Con tanti nomi, fatti, misteri, facce, parole, didascalie, pose, archi, (meta)testi, note e postille, spiegoni (il finale; come sempre, due passi oltre il necessario): la narrazione è un simulacro tumefatto di realtà esposte e allegorie adulterate, un intreccio drogato spacciato per indagine critica e disvelamento di identità (del singolo e della collettività), una sceneggiatura tracimante “genialità” spedita a rate nel pacchetto dell'enigma seducente (Andò è il ghost writer di sé stesso, casomai a qualcuno importasse), un insieme di titoli e sentenze, un quadro rubato rimesso a suo posto e nuovamente sottratto per sotterrarlo nel più improbabile dei sottoboschi dello spettacolo.

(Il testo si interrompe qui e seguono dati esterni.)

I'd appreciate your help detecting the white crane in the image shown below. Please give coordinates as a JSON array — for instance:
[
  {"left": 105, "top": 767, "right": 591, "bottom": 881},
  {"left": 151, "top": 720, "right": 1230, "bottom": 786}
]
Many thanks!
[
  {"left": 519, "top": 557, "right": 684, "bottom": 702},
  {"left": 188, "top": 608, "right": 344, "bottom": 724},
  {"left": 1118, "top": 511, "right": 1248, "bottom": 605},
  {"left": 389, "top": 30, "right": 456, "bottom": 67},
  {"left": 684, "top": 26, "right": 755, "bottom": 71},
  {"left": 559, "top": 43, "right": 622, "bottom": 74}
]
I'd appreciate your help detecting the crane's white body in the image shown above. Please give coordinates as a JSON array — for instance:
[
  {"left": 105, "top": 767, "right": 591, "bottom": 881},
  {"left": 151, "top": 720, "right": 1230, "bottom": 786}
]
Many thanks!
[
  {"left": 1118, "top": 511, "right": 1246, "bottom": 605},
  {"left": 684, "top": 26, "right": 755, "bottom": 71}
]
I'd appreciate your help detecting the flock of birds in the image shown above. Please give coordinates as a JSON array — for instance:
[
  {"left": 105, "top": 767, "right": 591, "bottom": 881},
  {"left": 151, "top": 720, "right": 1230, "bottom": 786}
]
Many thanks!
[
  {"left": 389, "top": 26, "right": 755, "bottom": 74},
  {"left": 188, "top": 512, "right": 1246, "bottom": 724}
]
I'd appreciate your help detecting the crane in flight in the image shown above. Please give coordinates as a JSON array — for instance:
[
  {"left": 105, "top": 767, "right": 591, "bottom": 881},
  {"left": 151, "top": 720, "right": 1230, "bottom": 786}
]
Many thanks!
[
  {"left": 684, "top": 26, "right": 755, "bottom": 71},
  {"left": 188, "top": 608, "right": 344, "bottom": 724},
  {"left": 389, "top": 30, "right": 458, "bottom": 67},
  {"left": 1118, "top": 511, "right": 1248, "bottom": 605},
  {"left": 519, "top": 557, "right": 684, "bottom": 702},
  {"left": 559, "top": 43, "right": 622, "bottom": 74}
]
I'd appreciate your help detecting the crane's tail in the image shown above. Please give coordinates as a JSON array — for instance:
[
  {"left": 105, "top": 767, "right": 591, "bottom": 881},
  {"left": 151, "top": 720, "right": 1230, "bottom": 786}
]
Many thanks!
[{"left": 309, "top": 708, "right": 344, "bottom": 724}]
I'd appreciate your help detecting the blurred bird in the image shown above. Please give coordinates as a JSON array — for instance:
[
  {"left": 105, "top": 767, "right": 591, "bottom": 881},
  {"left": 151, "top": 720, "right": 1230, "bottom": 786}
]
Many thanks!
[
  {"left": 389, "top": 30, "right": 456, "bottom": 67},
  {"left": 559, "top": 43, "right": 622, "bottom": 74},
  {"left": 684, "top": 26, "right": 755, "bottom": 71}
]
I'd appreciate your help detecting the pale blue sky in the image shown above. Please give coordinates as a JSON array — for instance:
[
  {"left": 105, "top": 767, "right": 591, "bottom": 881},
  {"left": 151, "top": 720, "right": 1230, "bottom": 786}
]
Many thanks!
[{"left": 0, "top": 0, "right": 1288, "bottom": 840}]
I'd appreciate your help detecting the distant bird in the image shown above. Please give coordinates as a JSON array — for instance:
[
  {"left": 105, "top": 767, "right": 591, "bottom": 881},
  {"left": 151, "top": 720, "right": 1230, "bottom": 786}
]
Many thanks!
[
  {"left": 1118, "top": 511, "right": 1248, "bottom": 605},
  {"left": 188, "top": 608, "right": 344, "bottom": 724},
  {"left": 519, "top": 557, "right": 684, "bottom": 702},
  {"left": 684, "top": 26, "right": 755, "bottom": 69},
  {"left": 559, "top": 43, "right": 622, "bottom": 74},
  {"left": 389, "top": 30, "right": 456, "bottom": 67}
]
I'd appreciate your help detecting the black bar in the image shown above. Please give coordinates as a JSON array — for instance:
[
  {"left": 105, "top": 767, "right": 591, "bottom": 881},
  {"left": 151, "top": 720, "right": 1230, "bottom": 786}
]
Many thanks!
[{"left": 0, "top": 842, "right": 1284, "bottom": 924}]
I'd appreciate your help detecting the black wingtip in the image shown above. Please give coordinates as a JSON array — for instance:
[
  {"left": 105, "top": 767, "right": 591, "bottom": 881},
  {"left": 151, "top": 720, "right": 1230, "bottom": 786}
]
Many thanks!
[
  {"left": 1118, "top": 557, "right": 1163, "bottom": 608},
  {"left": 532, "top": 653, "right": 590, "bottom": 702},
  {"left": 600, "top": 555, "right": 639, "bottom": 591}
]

Così, per creare l'effetto.
L'artefatto.
L'arte dell'artefare si dispiega, con l'insopprimibile boria dell'accademico, in una sorta di sintesi depalmiana/polanskiana che non riesce, mai, a elevarsi dall'apparenza delle cose, dalla crosta del dipinto ricreato dato in pasto ai maiali dell'immaginazione (che non c'è), dall'algida composizione estetica riverniciata da strati e strati di raffinato tutto-nulla, dalla retorica svilente dell'impaginazione rifinita e infiocchettata con mille superflui motivi.
Che (non) celano la caducità dell'idea e della sua messinscena, l'inconsistenza di una materia banalmente modesta, malgrado le continue, assillanti sovrastrutture romanzesche che flirtano con le più celebri detective stories senza ca(r)pirne mai il senso né l'anima né le atmosfere.
Quello che vorrebbe essere uno studio sull'impossibilità di concepire, oggi, nell'epoca del post-tutto, una autentica, solida forma-racconto dentro cui configurare contenuti che attengono alla viscosità del potere, alla predominanza dell'immagine, alla fatua natura dei personaggi in bilico tra inesistenza e interscambiabilità (tutto è già stato scritto, detto, e chiunque può abitare qualsiasi storia) – per cui non esiste(rebbe) altro mo(n)do che l'artificio, la destrutturazione, la (auto)parodia colta, il grottesco –, altro non è che grottesca maniera, contraffatta riproduzione, fantasmatica lettura, risibile teatrino (il siparietto della “seduzione” della protagonista con l'informatico è di raggelante pochezza).
Nevrotica celebrazione di sé.
Una storia senza nome esiste (soltanto) nella sua elegante ed elegantemente mortifera confezione; rappresentazione ammuffita, parossistica, di figurine malamente scritte e di un testo pretenzioso che colleziona e tritura, divora, con la cieca ottusità del dilettante per noia – cianciandone fino allo sfinimento –, temi e capitoli quali verità e finzione, matrice letteraria e (meta)cinema (il film nel film è ferale fiera posticcia, come il film stesso), mafia e politica, giallo e cronaca (il furto de La Natività del Caravaggio), saggistica e satira, showbiz e citazionismo (da Shakespeare a G.B. Shaw fino alla stoccata non richiesta a Lars von Trier).
Opera fasulla come la presenza patetica di una Ramazzotti inqualificabile (in particolare appena apre bocca), come l'andirivieni indisturbato e giocoso nei corridoi e nelle stanze di un Palazzo Chigi “oscura” dimora di omuncoli ridicoli (lo saranno, ma non così, su …) e svuotata sede di riunioni “segretissime” ove dibattere di trattative “Stato-mafia”.
Scene scalpitanti e colpi di scena a ripetizione che scolpiscono ineluttabilmente la fallacia della sofisticata operazione, la facile, scontata decifrazione del testo.
Una storia semplice inutilmente complicata.